M Mohit Prem Kumar, Christ (Deemed to be University) Pune, Lavasa Campus
Introduction
The Criminal Procedure Code (CrPC) 1973, is a set of procedural laws that works together with the Indian Penal Code (IPC) to facilitate justice. The IPC provides for what constitutes as an offence and the CrPC provides the procedural aspect of how to proceed with a case, the working of both in a cohesive manner is essential for delivering justice. Taking cognizance is the application of judicial mind to a case. This is done by the magistrate which serves as a medium between the police after completion of the investigation and the initiation of trial against the accused. This article explores the concept of cognizance through analysis of the procedures laid down by the CrPC.
What is taking cognizance
Taking cognizance is not mentioned in the Criminal Procedure Code 1973(CrPC) but instead was observed in the case of RR Chari v. State of Maharashtra. The Apex Court in this case held that “Taking cognizance does not mean any formal action or expected action of any kind but occurs as soon as a magistrate as such involves his mind to the suspected commission of an offence.”

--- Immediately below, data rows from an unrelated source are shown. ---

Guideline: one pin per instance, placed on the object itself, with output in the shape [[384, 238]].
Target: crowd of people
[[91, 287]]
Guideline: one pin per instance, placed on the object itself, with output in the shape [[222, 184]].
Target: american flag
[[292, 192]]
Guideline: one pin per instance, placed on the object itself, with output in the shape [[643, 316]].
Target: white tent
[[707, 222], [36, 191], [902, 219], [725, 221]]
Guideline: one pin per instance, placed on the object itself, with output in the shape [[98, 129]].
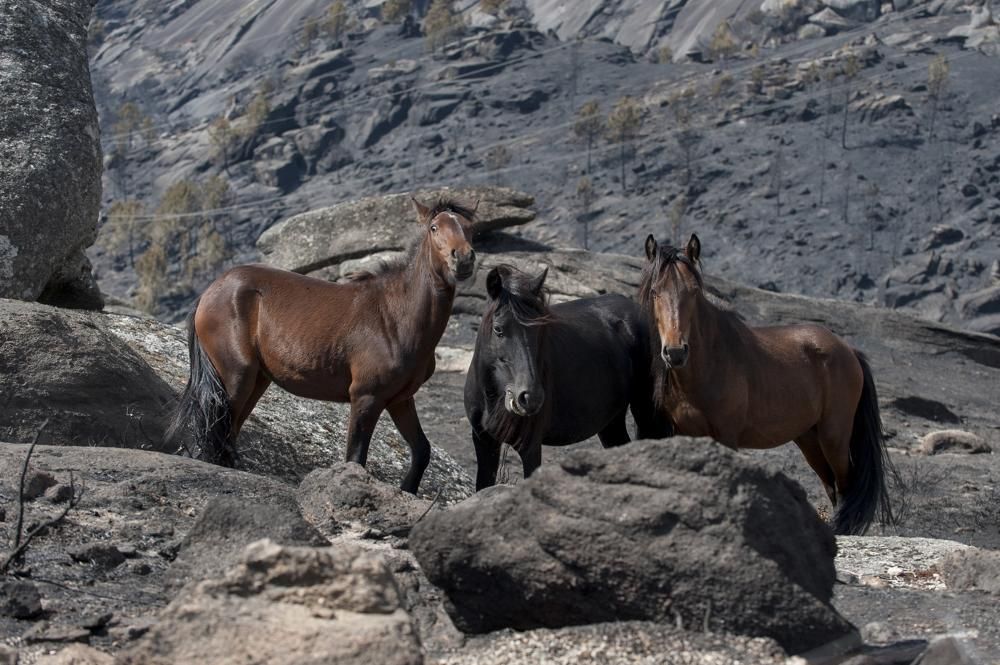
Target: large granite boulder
[[50, 153], [326, 237], [287, 605], [68, 368], [680, 530]]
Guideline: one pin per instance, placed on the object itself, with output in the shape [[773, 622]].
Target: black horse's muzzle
[[524, 403], [675, 356]]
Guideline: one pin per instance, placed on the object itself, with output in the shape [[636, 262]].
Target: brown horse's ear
[[693, 250], [423, 212], [651, 247], [539, 281], [494, 284]]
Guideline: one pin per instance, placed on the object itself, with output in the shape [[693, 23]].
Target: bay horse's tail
[[204, 406], [867, 497]]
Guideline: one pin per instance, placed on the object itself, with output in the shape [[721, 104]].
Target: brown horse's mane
[[529, 308], [399, 265]]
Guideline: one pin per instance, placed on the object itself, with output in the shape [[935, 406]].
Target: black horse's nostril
[[675, 356]]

Though there is no definition of taking cognizance under CrPC the procedural and limitation aspect of it is covered under Sections 190 to 199. The initiation of taking cognizance through notice is covered under Sec 190 of CrPC.
Taking cognizance means taking into consideration or into the knowledge of the court. Cognizance occurs when the court becomes aware of the commission of the offence. When such information comes into the knowledge of the magistrate, the magistrate then applies his mind. Application of mind refers to judicial mind in relation to the facts and circumstances of the case.